Eduardo Pérez Iribarne
Eduardo Pérez Iribarne

Jueves 30 junio 2016.

                        La ciencia es la gran ausente en la vida boliviana diaria. La investigación científica es casi inexistente en los ambientes gubernamental, privado y universitario. Esta situación se debe en gran medida a que el conocimiento no es apreciado. La política está sobrevalorada y por ende las verdades valen casi nada.

                        La Ciencia exige conocimiento, investigación, método, procedimiento, planificación, evaluación y debate permanente para verificar avances o retrocesos en su desarrollo.

                        La meritocracia ya no está de moda en el país. Hace algunos años se realizaron esfuerzos con logros desiguales para que los méritos profesionales, científicos y de otras características fueran tomados en cuenta en la designación de cargos. En el tiempo presente lo que vale es la “muñeca” con pocas excepciones. En un trabajo se puede pasar de un puesto por decisiones desconocidas.

                        Por ende, pese al maquillaje de algunas cifras, el país retrocede. Sin ciencia no puede haber desarrollo, aunque exista progreso. El progreso es superficial, el desarrollo estructural. La mentira quiere ganarle a la verdad y, por consiguiente, la demagogia a la ciencia.
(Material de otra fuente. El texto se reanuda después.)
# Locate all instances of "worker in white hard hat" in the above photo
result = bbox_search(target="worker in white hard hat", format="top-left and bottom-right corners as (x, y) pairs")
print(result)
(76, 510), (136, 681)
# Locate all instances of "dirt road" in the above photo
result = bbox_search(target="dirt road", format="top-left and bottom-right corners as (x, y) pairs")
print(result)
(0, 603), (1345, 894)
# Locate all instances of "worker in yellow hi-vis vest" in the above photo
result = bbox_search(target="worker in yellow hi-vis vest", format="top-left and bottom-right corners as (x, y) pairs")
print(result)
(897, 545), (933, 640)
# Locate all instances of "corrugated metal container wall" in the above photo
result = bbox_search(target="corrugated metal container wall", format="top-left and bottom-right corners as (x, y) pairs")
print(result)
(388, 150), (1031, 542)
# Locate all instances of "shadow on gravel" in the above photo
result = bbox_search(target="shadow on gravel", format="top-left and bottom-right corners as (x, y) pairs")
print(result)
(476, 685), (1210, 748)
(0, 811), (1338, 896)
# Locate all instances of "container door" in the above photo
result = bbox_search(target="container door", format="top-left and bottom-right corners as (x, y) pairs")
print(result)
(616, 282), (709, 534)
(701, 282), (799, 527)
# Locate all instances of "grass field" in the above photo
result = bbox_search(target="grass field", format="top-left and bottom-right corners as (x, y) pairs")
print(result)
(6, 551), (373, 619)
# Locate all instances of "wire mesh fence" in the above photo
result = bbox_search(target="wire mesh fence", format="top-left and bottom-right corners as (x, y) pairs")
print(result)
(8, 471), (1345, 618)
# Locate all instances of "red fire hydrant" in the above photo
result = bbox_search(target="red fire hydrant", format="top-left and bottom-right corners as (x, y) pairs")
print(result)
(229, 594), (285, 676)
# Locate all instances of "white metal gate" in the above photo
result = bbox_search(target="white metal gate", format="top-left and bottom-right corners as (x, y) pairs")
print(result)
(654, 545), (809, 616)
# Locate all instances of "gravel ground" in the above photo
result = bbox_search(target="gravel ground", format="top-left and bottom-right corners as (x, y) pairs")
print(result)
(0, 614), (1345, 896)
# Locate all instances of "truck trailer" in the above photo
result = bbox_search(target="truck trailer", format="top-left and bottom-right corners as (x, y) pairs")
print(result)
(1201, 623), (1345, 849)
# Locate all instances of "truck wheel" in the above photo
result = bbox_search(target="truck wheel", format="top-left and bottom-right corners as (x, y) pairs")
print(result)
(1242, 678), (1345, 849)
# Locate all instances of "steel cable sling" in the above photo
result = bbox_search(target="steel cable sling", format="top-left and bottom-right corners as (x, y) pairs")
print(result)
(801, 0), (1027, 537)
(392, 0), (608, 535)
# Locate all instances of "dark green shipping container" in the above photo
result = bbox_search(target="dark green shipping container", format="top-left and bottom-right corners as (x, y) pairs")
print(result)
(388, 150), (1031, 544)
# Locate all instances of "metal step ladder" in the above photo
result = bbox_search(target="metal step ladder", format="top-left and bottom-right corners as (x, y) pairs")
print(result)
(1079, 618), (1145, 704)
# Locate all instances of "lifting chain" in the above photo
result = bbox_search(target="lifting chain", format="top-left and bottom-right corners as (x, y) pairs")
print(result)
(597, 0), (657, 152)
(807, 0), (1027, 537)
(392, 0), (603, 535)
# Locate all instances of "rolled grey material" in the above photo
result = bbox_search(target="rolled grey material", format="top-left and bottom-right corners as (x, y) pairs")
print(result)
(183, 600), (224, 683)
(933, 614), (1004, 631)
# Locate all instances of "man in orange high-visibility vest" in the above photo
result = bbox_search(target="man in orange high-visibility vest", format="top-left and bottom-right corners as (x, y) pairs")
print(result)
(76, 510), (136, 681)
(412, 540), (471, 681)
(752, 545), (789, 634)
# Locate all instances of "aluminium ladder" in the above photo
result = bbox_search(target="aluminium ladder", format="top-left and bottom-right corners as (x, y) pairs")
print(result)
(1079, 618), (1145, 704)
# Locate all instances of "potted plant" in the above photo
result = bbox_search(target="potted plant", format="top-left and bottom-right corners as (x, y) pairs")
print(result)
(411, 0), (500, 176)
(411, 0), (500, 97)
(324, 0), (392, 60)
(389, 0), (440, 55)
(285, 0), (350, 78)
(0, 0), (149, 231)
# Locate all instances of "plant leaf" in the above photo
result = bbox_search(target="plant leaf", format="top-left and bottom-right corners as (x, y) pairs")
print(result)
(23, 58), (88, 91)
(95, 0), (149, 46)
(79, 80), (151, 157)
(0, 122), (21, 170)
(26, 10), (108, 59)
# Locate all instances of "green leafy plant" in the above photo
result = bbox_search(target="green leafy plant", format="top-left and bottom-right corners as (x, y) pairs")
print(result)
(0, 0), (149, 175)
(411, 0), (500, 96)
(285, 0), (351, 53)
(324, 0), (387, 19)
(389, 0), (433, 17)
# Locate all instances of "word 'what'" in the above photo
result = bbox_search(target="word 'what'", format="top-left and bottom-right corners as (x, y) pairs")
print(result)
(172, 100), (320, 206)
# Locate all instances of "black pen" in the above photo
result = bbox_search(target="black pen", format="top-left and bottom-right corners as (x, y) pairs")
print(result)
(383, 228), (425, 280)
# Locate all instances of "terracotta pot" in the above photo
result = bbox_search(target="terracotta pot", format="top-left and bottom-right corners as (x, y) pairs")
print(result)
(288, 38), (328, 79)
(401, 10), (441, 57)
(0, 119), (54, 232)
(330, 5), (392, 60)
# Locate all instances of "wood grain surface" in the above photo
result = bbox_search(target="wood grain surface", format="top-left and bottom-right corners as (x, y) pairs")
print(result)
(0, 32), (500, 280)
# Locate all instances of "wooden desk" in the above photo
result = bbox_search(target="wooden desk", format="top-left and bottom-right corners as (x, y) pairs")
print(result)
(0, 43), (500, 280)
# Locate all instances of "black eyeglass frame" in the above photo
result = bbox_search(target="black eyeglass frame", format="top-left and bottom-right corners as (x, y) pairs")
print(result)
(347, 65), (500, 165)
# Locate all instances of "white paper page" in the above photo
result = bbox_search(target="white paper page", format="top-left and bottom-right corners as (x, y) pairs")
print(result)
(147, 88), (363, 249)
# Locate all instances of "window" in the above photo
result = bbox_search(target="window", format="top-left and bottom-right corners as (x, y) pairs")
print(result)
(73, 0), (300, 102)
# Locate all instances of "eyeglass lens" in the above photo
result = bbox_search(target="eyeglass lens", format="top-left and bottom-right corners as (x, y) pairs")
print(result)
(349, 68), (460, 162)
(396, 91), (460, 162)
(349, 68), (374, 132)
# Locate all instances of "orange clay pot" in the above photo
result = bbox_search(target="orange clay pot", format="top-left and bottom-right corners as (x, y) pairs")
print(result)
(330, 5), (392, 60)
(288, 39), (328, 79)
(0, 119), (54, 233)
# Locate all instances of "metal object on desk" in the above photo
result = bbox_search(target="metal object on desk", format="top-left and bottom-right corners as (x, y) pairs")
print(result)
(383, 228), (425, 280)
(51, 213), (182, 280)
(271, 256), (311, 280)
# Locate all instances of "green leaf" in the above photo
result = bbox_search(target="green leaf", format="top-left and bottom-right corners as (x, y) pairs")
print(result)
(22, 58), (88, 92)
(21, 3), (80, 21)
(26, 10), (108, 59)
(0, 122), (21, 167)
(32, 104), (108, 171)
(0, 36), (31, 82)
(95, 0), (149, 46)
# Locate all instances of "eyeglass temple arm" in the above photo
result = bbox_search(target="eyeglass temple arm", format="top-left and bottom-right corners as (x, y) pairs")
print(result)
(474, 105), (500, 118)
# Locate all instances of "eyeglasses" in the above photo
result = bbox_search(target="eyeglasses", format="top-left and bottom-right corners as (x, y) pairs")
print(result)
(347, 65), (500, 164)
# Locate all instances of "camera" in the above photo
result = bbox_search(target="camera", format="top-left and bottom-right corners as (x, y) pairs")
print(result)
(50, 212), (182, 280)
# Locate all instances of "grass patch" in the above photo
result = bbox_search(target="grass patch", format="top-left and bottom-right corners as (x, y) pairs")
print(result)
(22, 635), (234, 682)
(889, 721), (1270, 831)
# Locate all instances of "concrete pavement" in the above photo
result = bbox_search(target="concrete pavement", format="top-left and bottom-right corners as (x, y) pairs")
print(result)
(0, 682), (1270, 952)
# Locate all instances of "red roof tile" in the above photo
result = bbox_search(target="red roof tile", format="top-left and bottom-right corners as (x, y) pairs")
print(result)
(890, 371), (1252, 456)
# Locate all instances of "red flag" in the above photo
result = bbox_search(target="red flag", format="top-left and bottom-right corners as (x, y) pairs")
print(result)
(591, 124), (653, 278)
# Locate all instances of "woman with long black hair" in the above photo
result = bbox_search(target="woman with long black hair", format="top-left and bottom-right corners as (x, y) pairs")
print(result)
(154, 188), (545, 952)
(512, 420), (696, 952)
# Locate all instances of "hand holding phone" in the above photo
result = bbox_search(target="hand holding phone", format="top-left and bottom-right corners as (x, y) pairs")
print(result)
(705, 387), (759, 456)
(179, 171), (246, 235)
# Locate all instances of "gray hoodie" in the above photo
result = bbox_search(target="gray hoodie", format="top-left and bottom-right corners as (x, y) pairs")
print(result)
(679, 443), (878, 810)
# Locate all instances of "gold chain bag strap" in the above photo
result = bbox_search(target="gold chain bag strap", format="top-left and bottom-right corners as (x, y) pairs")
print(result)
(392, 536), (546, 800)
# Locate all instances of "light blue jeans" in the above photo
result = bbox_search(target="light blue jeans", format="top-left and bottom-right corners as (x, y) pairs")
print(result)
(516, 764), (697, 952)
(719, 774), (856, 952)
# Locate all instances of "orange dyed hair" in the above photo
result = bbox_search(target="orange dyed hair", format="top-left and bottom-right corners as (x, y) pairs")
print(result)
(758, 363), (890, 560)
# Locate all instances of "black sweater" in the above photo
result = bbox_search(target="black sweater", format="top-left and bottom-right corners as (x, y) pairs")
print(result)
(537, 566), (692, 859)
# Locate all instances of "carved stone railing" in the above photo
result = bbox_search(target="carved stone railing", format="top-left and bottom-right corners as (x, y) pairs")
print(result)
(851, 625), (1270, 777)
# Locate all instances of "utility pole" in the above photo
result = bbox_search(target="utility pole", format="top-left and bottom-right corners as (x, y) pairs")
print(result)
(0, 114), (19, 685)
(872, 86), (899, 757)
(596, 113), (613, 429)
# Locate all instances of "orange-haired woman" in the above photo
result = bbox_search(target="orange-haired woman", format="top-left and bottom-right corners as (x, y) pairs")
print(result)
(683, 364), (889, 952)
                        Aquí se confunde con frecuencia técnica con ciencia. La técnica es producto de importación de equipos o de copias extranjeras. Se difunden nuevas técnicas, pero con procesos científicos importados o adquiridos “así nomás”.

                        En América Latina, salvo excepciones, la ciencia no es cultivada pues exige esfuerzo, constancia y disciplina con mirada futurista. En la región se impone el facilismo. Los resultados están a la vista: seguimos rezagados porque solo la ciencia es el cimiento del desarrollo total. Una autocrítica regional haría posible que nuestros maravillosos pueblos hicieran valer sus cualidades por medio de la ciencia.